My wife is a great cook. And so are the kids. This means that when we dine out, the meal often fails to live up to what we can have at home. The chain restaurants strike us as formulaic or bland. In many, there’s much that’s mostly show with little substance, or pretentious and pricy, or simply uninspired. It’s easy to feel we wasted our money.

On the other hand, we’ve also found some marvelous meals at bargain prices in humble places. including some that folks might describe as sketchy. At least until you take the first bite.  I could mention my favorite Vietnamese restaurants in Worcester, Massachusetts, and Hartford, Connecticut, for starters. Or my regular Greek restaurant in Watertown, Massachusetts. Or our favorite summer hangout for seafood and live oldies in York, Maine. Or dim sum in Boston’s Chinatown. Or Latin American highlighting different countries on different days in Dayton, Ohio.
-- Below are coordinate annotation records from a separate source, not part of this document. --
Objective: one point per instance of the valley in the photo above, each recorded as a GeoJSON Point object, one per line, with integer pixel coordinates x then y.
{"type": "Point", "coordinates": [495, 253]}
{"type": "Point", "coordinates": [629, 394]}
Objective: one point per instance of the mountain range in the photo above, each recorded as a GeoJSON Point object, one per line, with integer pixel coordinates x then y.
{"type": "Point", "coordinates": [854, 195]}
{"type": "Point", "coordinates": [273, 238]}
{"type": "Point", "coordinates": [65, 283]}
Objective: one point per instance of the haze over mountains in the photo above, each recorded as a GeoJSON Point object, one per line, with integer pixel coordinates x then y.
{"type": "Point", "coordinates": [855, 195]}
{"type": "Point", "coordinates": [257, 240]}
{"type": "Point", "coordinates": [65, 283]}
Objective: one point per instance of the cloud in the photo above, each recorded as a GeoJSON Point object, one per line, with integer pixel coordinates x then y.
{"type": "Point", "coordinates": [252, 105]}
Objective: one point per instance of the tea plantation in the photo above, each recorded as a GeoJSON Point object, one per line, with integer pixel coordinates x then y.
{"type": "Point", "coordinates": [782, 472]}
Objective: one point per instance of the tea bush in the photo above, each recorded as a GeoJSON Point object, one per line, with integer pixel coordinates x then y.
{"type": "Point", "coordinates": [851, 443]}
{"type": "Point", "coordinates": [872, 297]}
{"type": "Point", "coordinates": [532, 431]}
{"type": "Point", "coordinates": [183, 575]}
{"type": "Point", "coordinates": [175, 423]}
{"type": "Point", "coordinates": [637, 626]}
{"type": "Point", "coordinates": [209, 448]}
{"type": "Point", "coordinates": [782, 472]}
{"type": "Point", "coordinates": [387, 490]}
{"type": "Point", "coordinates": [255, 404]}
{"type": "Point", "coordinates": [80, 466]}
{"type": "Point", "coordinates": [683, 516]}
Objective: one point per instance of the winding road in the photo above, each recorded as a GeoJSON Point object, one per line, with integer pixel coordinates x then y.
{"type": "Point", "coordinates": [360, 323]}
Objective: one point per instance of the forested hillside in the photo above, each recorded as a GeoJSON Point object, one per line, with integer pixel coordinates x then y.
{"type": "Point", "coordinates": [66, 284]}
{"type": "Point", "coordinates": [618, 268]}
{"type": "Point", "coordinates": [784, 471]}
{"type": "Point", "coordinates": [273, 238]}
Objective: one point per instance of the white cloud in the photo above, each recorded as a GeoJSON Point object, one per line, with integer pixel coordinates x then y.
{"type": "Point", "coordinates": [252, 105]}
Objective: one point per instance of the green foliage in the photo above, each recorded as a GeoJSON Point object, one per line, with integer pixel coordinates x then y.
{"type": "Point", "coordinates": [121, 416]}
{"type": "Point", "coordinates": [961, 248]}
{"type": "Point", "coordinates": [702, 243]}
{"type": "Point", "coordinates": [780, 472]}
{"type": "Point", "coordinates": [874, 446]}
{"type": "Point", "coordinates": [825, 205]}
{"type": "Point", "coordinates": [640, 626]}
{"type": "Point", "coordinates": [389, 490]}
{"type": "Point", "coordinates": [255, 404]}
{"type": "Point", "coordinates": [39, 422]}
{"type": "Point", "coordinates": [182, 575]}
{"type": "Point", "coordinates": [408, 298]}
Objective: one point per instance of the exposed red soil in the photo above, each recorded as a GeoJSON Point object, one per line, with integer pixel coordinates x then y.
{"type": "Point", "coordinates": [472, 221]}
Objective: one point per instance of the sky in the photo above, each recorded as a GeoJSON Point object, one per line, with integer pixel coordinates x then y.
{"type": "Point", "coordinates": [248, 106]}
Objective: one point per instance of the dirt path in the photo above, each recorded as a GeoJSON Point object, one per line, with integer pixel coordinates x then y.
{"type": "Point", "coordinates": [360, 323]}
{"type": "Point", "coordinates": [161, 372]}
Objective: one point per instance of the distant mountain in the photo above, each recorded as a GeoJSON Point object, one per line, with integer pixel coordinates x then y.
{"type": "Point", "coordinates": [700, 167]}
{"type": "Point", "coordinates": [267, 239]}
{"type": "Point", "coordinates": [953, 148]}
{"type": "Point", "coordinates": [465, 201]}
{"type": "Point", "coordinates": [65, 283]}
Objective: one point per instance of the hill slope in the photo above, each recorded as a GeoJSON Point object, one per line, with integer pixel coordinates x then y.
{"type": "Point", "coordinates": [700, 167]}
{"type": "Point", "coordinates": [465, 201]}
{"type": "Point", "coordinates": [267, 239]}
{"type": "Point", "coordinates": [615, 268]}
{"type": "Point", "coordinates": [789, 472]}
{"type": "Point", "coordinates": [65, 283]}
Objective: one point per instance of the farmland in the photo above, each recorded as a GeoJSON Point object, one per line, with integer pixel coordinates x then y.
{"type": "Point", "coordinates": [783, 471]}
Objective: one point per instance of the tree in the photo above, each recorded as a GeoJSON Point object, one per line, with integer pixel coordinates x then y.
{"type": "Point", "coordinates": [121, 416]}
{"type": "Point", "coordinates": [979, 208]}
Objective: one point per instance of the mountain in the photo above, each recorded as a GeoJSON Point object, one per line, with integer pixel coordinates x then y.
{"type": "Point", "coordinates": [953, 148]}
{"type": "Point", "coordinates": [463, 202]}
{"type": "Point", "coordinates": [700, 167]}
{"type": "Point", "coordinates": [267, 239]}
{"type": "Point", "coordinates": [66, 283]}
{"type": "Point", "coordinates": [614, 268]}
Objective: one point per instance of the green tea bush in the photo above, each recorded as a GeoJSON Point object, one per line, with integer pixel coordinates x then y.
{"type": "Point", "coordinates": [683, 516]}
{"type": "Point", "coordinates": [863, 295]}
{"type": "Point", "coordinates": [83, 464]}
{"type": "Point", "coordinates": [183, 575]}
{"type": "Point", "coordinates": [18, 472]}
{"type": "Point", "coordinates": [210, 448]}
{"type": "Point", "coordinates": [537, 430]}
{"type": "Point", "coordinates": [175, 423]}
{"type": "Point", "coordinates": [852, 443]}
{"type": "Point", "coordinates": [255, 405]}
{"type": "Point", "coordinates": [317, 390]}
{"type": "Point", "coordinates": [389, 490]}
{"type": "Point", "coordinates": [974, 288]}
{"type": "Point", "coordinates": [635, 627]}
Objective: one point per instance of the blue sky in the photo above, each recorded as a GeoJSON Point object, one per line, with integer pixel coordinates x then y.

Of course, when we find a truly authoritative operation – one that sets standards for presentation, skill, creativity, and downright pleasure – we treasure the experience. Our favorite is run by two women in South Berwick, Maine. Whenever we’re ready to spring for a great celebration, that’s our first choice and we’re always delighted.

Once my wife and I got away for a weekend stay in Portland, Maine, and the centerpiece of the trip was a dinner at the famed Fore Street Restaurant, which is set in a kind of William Morris former foundry a couple of blocks from the harbor. She can tell you every glowing detail of our meal, including the local sourcing of ingredients. The wait staff was attentive without being overwhelming or stuffy. And most impressive, a sauvignon blanc was suggested to pair with that evening’s selections – and management priced it close to retail, rather than charging the industry standard of three or four times that figure. It was incredible – the word “stony” fits perfectly – and we’ve never found another that approaches this bottle, not even from the same South African winery.

Well, Fore Street was named No. 16 in Gourmet magazine’s list of top 50 restaurants in the U.S. in 2002.

More recently, I’m so glad one of our regular mechanics and his wife were impressed with their big celebration dinner there a few months ago. And we’re so happy to hear the tradition continues.